UCF’s Yang Yang has invented a groundbreaking device that captures and converts carbon dioxide into valuable fuels and chemicals, inspired by the lotus leaf’s hydrophobic properties. This novel tech could dramatically reduce industrial emissions.
In a breakthrough blend of nature and technology, Yang Yang, an associate professor at the University of Central Florida’s NanoScience Technology Center, has crafted a novel device capable of capturing carbon dioxide emissions and transforming them into valuable fuels and chemicals. This innovative technology offers a promising solution to lessen industrial carbon footprints and foster sustainable energy production.
Yang’s device, detailed in the Journal of the American Chemical Society, revolves around a sophisticated use of materials including a tin oxide film and a fluorine layer.

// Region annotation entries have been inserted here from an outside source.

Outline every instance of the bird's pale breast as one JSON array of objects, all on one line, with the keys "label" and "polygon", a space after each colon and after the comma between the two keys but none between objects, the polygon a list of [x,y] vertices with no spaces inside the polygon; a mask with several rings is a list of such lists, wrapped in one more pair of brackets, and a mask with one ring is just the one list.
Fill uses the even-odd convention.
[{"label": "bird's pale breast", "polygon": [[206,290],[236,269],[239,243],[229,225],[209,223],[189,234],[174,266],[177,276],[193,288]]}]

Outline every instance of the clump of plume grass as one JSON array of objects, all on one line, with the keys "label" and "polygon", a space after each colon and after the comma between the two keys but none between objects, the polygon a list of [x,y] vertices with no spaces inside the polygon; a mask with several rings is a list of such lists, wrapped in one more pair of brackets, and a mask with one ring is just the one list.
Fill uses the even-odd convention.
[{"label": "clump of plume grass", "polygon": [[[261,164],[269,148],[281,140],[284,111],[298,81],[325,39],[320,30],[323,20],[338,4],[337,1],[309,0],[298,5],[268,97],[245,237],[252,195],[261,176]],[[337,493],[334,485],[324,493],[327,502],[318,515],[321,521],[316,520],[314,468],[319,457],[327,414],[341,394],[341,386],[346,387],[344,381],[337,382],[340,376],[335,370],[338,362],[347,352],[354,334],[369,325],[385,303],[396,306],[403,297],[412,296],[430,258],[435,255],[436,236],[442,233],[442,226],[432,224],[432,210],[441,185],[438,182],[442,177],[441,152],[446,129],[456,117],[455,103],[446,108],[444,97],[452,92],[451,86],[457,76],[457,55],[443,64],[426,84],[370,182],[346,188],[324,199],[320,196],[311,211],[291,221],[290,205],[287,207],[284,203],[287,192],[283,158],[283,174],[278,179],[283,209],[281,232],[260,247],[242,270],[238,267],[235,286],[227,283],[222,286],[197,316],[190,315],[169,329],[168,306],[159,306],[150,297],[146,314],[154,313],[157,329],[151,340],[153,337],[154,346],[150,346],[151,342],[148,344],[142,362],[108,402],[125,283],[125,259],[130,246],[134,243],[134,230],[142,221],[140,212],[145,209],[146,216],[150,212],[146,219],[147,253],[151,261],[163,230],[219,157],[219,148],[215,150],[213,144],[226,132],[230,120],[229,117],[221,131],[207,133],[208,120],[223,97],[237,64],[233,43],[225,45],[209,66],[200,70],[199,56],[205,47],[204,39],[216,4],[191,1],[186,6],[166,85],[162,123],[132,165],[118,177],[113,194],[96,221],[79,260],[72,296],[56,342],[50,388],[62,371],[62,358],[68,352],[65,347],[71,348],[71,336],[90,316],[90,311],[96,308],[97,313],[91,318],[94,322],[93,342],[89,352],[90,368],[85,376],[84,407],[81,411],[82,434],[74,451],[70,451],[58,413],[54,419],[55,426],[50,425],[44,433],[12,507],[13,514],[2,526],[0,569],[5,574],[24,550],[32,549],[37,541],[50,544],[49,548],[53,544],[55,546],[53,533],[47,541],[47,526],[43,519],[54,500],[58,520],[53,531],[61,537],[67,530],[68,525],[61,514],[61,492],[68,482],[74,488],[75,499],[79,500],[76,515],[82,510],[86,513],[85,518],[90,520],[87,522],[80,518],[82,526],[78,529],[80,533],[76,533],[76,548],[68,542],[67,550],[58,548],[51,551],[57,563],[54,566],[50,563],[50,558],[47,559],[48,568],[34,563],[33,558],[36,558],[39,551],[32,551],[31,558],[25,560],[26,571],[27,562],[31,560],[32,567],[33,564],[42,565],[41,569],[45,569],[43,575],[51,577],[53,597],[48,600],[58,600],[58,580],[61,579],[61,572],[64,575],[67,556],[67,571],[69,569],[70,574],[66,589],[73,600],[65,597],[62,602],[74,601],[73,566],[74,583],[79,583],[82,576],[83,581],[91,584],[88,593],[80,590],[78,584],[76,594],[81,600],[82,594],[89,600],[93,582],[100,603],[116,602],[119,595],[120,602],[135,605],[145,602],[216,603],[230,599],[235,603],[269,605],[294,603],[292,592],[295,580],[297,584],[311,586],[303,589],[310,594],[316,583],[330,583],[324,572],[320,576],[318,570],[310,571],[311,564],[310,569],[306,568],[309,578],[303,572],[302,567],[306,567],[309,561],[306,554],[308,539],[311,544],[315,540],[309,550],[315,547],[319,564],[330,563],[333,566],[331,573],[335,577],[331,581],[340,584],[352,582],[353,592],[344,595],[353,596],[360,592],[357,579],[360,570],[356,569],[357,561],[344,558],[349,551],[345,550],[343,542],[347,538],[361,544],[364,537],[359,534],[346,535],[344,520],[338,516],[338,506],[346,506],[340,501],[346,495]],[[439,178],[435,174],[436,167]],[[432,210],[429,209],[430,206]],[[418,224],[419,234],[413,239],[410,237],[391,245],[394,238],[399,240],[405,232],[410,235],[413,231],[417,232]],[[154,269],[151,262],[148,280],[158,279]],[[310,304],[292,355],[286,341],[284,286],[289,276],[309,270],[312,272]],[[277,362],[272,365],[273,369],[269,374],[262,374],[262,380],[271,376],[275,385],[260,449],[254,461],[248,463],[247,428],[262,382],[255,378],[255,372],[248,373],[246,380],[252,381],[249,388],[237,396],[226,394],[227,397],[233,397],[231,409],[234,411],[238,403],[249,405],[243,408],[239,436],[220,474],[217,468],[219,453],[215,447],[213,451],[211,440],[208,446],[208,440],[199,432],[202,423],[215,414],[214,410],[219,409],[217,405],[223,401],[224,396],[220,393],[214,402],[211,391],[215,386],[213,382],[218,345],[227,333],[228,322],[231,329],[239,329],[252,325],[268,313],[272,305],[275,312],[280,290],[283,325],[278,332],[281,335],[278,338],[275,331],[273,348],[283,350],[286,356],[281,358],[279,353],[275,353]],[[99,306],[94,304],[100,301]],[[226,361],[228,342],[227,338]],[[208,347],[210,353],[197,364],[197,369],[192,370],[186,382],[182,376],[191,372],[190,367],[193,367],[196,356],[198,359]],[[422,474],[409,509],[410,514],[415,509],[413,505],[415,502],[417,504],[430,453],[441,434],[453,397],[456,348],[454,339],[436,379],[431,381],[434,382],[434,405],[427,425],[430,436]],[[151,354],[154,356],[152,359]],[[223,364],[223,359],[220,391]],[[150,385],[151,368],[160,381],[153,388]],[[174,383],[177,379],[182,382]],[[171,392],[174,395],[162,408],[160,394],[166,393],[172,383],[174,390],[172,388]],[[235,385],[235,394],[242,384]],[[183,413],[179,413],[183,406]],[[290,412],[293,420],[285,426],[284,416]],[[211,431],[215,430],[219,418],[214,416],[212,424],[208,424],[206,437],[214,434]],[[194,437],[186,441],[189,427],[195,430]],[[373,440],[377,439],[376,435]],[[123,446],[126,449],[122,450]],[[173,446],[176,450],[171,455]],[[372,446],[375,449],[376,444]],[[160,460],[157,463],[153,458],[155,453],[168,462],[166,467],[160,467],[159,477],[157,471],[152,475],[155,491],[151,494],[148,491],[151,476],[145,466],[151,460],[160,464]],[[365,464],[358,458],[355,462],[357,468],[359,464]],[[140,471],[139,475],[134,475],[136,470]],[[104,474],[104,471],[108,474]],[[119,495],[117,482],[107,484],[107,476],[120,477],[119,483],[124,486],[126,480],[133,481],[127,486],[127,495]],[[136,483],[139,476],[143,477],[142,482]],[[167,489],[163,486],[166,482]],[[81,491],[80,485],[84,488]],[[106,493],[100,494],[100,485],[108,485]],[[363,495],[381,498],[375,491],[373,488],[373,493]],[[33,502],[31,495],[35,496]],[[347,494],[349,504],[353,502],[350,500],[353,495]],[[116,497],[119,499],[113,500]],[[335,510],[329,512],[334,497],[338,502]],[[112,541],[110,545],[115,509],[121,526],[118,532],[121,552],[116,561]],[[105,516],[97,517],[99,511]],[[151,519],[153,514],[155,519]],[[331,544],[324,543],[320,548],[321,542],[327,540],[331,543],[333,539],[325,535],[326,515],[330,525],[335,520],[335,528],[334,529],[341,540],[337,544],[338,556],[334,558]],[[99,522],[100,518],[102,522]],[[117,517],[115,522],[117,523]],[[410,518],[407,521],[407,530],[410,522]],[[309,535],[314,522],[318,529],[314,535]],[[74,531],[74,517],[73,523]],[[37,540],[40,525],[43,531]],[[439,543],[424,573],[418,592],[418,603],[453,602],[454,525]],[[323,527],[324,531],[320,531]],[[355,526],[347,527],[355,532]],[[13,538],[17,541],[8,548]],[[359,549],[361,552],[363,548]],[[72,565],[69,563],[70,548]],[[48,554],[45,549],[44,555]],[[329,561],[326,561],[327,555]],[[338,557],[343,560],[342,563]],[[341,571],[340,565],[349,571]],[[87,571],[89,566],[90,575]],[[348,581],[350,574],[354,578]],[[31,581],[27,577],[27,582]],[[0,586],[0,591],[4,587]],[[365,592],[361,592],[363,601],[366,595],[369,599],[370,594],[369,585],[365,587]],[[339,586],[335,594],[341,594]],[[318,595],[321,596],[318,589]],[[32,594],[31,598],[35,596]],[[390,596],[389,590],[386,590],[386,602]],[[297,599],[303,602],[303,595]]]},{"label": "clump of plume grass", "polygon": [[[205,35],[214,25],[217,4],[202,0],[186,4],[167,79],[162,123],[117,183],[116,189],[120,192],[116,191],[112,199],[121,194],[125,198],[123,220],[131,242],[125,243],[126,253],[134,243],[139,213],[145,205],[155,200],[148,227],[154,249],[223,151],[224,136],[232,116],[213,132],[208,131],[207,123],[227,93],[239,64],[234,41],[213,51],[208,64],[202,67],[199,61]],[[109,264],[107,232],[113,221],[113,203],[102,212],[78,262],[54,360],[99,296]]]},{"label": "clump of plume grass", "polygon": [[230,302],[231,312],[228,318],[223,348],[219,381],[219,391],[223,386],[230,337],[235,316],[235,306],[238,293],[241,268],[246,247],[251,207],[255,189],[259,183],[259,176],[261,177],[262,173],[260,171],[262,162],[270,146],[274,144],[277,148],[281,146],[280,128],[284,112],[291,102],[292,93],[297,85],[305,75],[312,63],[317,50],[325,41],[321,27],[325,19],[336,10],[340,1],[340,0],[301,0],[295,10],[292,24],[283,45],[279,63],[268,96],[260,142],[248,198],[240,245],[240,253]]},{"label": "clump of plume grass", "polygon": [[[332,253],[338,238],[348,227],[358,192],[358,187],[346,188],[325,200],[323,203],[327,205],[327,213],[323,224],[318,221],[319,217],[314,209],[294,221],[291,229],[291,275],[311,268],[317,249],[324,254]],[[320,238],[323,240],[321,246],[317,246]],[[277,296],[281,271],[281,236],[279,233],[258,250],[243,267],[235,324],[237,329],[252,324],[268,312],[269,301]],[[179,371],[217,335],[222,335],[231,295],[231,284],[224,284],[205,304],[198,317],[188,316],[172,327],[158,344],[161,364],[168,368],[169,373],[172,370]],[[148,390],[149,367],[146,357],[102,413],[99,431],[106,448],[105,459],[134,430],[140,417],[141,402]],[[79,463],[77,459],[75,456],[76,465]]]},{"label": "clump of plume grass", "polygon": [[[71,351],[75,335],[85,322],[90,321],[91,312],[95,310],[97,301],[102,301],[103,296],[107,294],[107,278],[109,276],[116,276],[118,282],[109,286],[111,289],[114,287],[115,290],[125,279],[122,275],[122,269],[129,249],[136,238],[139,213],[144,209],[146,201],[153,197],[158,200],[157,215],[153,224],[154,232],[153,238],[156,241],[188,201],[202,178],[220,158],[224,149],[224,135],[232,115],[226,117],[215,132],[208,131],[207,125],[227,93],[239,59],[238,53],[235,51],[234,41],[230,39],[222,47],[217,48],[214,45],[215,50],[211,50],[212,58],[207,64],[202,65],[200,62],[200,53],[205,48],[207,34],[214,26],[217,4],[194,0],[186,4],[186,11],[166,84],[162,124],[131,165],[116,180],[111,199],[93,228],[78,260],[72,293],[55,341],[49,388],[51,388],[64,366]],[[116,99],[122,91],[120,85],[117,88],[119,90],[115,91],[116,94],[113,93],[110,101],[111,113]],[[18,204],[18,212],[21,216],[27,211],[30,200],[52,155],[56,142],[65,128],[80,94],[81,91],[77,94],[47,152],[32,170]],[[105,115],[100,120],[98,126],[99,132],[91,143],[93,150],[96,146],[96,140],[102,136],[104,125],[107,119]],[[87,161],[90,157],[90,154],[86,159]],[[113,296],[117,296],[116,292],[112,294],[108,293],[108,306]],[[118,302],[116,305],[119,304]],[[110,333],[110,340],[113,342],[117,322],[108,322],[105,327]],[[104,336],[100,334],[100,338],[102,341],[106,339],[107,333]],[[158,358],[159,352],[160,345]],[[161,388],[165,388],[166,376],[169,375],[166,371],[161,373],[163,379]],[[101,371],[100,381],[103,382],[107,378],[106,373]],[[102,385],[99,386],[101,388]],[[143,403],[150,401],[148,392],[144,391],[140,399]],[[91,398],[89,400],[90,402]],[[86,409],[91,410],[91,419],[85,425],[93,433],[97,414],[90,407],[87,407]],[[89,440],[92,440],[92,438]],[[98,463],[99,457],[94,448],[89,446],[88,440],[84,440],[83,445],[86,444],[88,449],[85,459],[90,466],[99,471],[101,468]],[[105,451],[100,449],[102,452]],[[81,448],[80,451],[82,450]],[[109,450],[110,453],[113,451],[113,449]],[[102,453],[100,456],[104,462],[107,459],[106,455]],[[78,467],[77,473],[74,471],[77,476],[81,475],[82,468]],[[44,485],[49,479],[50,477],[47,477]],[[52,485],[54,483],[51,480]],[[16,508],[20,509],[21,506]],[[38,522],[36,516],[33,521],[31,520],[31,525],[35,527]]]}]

The device captures carbon dioxide with a micro surface similar to that of lotus leaves, utilizing a bubbling electrode to convert CO2 into crucial raw materials like carbon monoxide and formic acid.
“We want to create a better technology to make our world better and cleaner,” said Yang in a news release. “Too much carbon dioxide will have a greenhouse effect on the Earth and will heat it up very quickly. It’s the motivation for why we want to develop this new material to grab and convert it into chemicals we can use.”
The core of this technology’s ingenuity lies in its lotus-inspired hydrophobic surface, which effectively manages water to ensure efficient CO2 capture and conversion. The lotus leaf, known for repelling water, provided the natural blueprint for this highly efficient system. This thoughtful design prevents the flooding of catalytic materials, thereby optimizing the conversion process.
“We as scientists always learn from nature,” Yang added. “We want to see how the animals and the trees work. For this work, we learned from the lotus.”
The device’s impact is far-reaching, with potential applications at power plants, industrial facilities and chemical production sites. By converting CO2 emissions into useful products, this technology aligns with global efforts to combat climate change.
The device transforms carbon dioxide into various chemicals, such as methanol, methane, ethylene, ethanol, acetate and propanol. This is achieved through the electrocatalytic carbon dioxide reduction reaction, which customizes the conversion based on different catalyst reaction pathways.
“We just reduce the concentration of carbon dioxide in the air and convert it in the liquid and gas phase so we can directly use those converted chemicals and fields for other applications,” Yang added.